The dose escalation selection with TFV commenced at a drug concentration of 5 μM, approximately 1.4-fold above the EC50 of TFV (Fig. 1C). After 145 days in culture, at passage 5 (P5, 80 μM TFV), the K65R mutation was observed. At the following passage (P6, 160 μM TFV), the Y115F mutation in RT was detected in addition to K65R, and the selection was terminated after 173 days. Clonal sequencing was performed on the final viral pool from P6, and K65R and Y115F, as well as viral quasispecies, were observed in 100% of the 38 of viral clones analyzed, possibly the result of a founder effect in which a new population is established from the survival of a few resistant viral variants (Table 2).
Viral pools from the dose escalation selection with EVG contained IN mutations at the E92 residue. The P10 viral pool containing an E92G/Q mixture had moderately reduced susceptibility to both EVG and RAL of 5.3- and 2.2-fold, respectively. The E92G site-directed mutant displayed 3.7-fold reduced susceptibility to EVG and no cross-resistance to RAL. The E92Q mutant was more resistant to EVG with 16-fold reduced susceptibility and low-level cross-resistance to RAL (2.5-fold). HIV-2 viruses with E92G/Q remained fully susceptible to FTC, TFV, AZT, and DRV (fold change compared with wild-type of <2). The S147N mutation was observed at low-level in one breakthrough selection. Despite multiple attempts, the S147N mutant was unable to replicate in cell culture and thus yielded no phenotypic data.
Both dose escalation and breakthrough selections with FTC resulted in the development of M184V/I mutations in RT. The P9 viral pool with M184I was highly resistant to FTC with 78-fold reduced susceptibility. The M184I site-directed mutant yielded 34-fold reduced susceptibility to FTC. The M184V site-directed mutant was also highly resistant to FTC, with >1000-fold reduced susceptibility. HIV-2 viruses with M184V/I had no cross-resistance to the INSTIs, DRV, or the other NRTIs tested.

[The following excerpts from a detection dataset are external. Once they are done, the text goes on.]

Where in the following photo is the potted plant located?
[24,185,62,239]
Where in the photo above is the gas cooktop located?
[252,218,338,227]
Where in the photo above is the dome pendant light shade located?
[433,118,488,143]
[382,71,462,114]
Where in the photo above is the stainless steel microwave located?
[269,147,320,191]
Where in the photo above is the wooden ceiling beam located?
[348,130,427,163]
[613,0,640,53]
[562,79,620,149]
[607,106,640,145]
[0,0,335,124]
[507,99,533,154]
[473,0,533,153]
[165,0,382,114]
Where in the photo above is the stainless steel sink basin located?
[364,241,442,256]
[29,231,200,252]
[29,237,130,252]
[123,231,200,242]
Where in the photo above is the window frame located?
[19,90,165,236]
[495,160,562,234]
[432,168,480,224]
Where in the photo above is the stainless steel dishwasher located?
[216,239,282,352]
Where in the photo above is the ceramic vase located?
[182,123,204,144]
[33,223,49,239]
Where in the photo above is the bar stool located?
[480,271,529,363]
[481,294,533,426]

Selection with TFV led to emergence of the K65R mutation in RT. The P5 viral pool of the TFV dose escalation selection containing K65R had 7.1-fold reduced susceptibility to TFV and 25-fold reduced susceptibility to FTC. The K65R site-directed mutation conferred moderate resistance to both TFV and FTC with 2.2- and 9.1-fold reduced susceptibilities, respectively. The TFV P6 pool contained K65R and Y115F. The Y115F single mutant was fully susceptible to all drugs tested. However, the virus with Y115F and K65R together was more resistant to both FTC and TFV, with 36- and 5.4-fold reduced susceptibilities, respectively. The HIV-2ROD9 K65R + Y115F double mutant also showed minor cross-resistance to AZT with a 2-fold increase in EC50; however, this was not statistically significant. The K65R, Y115F, and K65R + Y115F mutants all remained fully susceptible to EVG, RAL, and DRV.

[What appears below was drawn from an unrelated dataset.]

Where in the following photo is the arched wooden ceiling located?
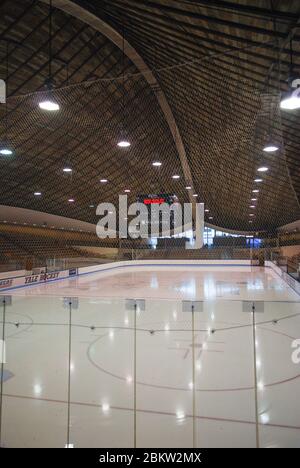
[0,0,300,230]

The dose escalation selection with EVG led to the development of a predominant E92G population and a minor E92Q subpopulation in HIV-2 IN. E92Q is a well-characterized EVG primary resistance mutation selected by HIV-1 in vitro and in vivo.17,28,29 E92G is also associated with EVG resistance in HIV-1 and has previously emerged under in vitro selective pressure from a metabolite of EVG21 and been observed clinically with EVG.21,28 In HIV-1, E92G and E92Q reduce susceptibility to EVG in the range of 30- to 40-fold, and only E92Q shows moderate cross-resistance to RAL,17,21,29,30 similar to the pattern of resistance displayed here by HIV-2ROD9 E92G/Q mutants. Additionally, the E92G/Q mutations are involved with resistance to RAL in HIV-2 infected patients,6,31 and a recent study has shown another HIV-2ROD9 E92Q mutant confers similar fold-changes in RAL and EVG EC50s as reported here.32 An S147N IN mutation developed at low levels in one EVG breakthrough selection after continuous viral replication in the presence of EVG. The S147 residue lies within the flexible loop of the catalytic core domain of IN, and S147G was previously identified as another primary resistance mutation of HIV-1 selected by EVG in vitro and in vivo.17,28 The S147N mutation, however, is not a true EVG breakthrough mutation given that in this experiment, 50× EVG failed to completely suppress the initial infection. Furthermore, the S147N mutation did not replicate in tissue culture when studied in isolation, suggesting that the viral fitness of this variant in the context of HIV-2 is likely very poor.